出了坊门,黄巢便问孟楷的意思,孟楷道:“三哥疑我是铁石心肠,如何又问这话?大丈夫但求抱负得展,不问其他!果要拔人出来,夜分一行便了!”黄巢点头,便没再往杨家去,也没有回宅,入了东市,防人之心不可无,既拂了李黑的好意,难保不为他所卖!在市中盘桓了两日,囊钱将尽,明日又是开榜之期,便转了出来。春光无限,繁华迷目,近暮时分,人还在狗脊岭左近转,要折返时,却遥遥地听到岭上下来一串铜铃声。黄巢心动,驻足寻看时,却是赵璋手执一个卖药的幡子过来了,穿得还是那件麻衣,眼睛不知看在哪里,流矢唤一声,迎了过去。
到了跟前,人才回过神来。
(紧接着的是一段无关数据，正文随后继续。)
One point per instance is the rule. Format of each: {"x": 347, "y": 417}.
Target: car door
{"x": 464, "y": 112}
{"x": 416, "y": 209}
黄巢一把携住手道:“开云,果然是你!几时到京的?”赵璋道:“便是今日,观中也没去,故还将着这行头!”笑了下,回身望着岭下道:“家师当年便是兵解于此,山人但至长安,必先来此处驻足,以悼以诫!”黄巢点头哀默,他一直以为赵归真是死在西市独柳树下的,毕竟有官在身,却不想是戮在了这光秃秃的狗脊岭上,也是可怜!亦辱之过甚矣!(注:唐代诛杀罪人,有官者在西市,无官者在东市)
赵璋叹了叹,回身将孟楷打量了一番,抬手道:“失礼,这位英雄是谁?”黄巢道:“我义弟!姓孟名楷,字玉鹊,号当侯!”孟楷道:“真人,宣武孟楷有礼了!”赵璋还礼道:“岂敢,唤赵十便好!”黄巢道:“开云,黄巢得了郑五的便宜,有了自家的住处,可愿一往?”赵璋道:“正要与兄长夜谈!”三人很快就出了东市,回到宅中,天已经完全黑了下来。
孟楷取钱买了酒食回来,星月已辉,便掇了案席到庭中,也不点灯,便说起话来。很快便说到了科举,黄巢便是一笑,道:“今年试题之一《舜德如天赋》!”赵璋道:“这是要称颂武功了!”黄巢道:“时务策亦是文选常题,与兄所问三策全不相干!”赵璋道:“三策如何?”黄巢一笑,起了身,一会便将了去年那桃木盒出来,问道:“十兄可还识得此物?”取了玉环出来,把着道:“十兄所问三策,直如此玉环,全解不得!七哥,可记得那三条问策?且道其一。”孟楷道:“身在黄阁,执掌权衡,将以何计去北司之逼?”
黄巢道:“夫欲去北司之逼,当去北司之兵,以今日南牙之权,固无能为此。即便天子有意更张,成败亦在未知之天。何则?鸿渐于陵,终莫之胜!自德宗皇帝以兵授窦文场、霍仙鸣,至今已达八十又七年,始则人皆以为非,今则人多以为是,人心已变,食利于其间者非只一二人而已。甘露之变,李训先发,仇士良狼狈而走,在殿文武尽是南牙之人,可曾同仇敌恺以效袁本初之诛十常侍?(注:袁绍)禁军将士闻变,可有忠义之士左袒?无有也!不闻有吴匡奋力于主死之后(注:东汉何进部将),亦不闻有张奂抱恨而登泉路!(注:东汉窦武诛宦官,张奂恰好讨平羌乱而归,不知情,受矫诏以讨之,武遂败死)仇士良一嗾,天子禁旅竟獒扑禁省,喋血京师,烧杀焚掠,无所不为!如此,李训又安得不败?后之人有意为此者,又安得不败?”赵璋抚掌,道:“兄长可谓至论!”捧过一碗酒。